Applying pressure to a tooth causes it to move. If the pressure on a tooth is intermittent or short lived the movement is temporary. Chewing won't cause a tooth to change it's position. When the pressure on a tooth is gentle and consistently applied, the body react to this pressure by activating the cells which cause bone to remodel. Thumb sucking or a tongue thrust will cause the teeth to move because the pressure is gentle and consistent.
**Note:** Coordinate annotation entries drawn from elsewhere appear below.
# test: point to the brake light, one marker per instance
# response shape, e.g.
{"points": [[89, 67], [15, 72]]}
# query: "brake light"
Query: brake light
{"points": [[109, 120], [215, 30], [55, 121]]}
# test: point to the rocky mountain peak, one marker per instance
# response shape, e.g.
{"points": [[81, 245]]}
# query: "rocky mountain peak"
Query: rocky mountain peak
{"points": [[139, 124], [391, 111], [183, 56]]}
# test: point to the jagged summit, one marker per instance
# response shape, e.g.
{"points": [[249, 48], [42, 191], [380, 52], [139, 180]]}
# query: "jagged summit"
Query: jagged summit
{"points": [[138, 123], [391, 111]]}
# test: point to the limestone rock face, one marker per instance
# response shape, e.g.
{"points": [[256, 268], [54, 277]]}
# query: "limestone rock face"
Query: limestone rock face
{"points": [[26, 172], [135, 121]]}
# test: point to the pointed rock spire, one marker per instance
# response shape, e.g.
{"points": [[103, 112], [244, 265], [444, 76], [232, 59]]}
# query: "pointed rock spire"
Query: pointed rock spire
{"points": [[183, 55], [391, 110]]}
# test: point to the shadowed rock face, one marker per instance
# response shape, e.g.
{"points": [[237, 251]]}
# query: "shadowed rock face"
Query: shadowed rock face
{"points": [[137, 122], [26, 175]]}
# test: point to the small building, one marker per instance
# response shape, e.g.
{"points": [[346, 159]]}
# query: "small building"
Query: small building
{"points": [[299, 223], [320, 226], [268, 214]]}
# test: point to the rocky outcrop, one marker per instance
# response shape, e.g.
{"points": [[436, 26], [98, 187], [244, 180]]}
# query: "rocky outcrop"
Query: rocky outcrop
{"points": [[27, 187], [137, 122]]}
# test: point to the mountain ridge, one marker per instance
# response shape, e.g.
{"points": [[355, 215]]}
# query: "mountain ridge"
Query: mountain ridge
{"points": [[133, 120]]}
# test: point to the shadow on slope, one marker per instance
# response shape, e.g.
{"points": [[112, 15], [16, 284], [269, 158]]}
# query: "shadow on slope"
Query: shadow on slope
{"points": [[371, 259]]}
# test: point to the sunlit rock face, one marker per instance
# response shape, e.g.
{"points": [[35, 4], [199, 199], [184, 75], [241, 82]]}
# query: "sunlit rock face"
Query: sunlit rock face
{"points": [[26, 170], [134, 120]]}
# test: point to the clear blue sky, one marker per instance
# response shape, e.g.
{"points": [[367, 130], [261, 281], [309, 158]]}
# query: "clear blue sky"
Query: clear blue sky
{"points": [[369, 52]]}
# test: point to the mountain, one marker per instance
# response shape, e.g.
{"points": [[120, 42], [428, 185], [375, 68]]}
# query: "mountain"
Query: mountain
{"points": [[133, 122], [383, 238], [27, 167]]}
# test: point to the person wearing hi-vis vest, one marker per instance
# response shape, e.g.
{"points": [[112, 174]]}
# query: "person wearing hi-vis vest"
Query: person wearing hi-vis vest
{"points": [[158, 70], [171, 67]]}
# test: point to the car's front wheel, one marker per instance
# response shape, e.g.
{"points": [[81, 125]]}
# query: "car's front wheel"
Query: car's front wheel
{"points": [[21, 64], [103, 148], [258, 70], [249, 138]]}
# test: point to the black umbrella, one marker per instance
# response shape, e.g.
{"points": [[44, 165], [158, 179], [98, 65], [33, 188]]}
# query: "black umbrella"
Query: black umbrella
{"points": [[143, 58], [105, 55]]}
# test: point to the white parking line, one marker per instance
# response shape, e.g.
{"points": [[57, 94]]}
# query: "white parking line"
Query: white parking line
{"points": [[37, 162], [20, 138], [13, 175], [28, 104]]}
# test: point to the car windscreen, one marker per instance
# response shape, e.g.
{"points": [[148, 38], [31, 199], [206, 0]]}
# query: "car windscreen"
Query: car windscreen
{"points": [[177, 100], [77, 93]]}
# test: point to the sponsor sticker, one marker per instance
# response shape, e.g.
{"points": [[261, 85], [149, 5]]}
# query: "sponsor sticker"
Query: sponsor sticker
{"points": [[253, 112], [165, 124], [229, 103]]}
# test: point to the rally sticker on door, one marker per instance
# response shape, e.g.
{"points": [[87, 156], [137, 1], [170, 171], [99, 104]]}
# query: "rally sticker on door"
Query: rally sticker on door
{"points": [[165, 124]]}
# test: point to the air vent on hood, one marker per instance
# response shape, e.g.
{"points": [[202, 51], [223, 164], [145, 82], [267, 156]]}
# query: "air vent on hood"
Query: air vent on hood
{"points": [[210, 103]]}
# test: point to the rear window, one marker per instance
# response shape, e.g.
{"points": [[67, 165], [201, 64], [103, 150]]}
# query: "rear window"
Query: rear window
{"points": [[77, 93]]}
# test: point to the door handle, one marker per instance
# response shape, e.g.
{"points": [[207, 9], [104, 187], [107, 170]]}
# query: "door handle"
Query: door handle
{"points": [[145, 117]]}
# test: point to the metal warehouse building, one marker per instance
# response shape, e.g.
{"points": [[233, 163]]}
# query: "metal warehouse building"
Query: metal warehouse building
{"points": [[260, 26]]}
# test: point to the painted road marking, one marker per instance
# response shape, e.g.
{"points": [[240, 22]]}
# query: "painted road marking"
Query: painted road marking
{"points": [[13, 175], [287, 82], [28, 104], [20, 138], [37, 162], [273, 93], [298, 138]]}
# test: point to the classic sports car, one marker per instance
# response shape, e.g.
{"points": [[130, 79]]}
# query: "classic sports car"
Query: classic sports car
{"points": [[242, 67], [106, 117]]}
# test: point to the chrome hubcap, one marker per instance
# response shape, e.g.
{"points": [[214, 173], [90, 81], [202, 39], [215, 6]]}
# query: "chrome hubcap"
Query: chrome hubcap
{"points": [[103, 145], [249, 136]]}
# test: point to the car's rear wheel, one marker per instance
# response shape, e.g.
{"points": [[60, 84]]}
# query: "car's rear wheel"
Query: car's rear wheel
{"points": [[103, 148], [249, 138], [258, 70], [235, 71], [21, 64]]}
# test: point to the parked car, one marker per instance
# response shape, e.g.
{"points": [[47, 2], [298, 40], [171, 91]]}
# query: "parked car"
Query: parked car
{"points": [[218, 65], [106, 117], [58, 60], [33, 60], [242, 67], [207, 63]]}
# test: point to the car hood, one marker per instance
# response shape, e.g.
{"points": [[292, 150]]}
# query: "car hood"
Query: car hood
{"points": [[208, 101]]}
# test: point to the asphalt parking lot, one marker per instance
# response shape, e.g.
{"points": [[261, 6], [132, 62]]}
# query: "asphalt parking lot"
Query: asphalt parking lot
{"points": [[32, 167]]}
If the pressure on the tooth is too heavy, the tooth will resist movement.When heavy pressure is applied to a tooth, the blood which surrounds the tooth in the periodontal ligament is forced out. Some cells build bone, some cells resorb bone.When there is no blood flow in the periodontal ligament the result is pain (ischemia related) and the cells needed for movement can't function properly.
Any given tooth has an ideal force which will promote its most rapid movement.
This basic biology is important because orthodontic treatment has to be consistent with these 'rules'.
Braces are the handles that are attached to teeth. The wires which connect the braces provide the force needed to apply the pressure needed for tooth movement.
We'll talk more about the importance of wires and bracket design in a later post.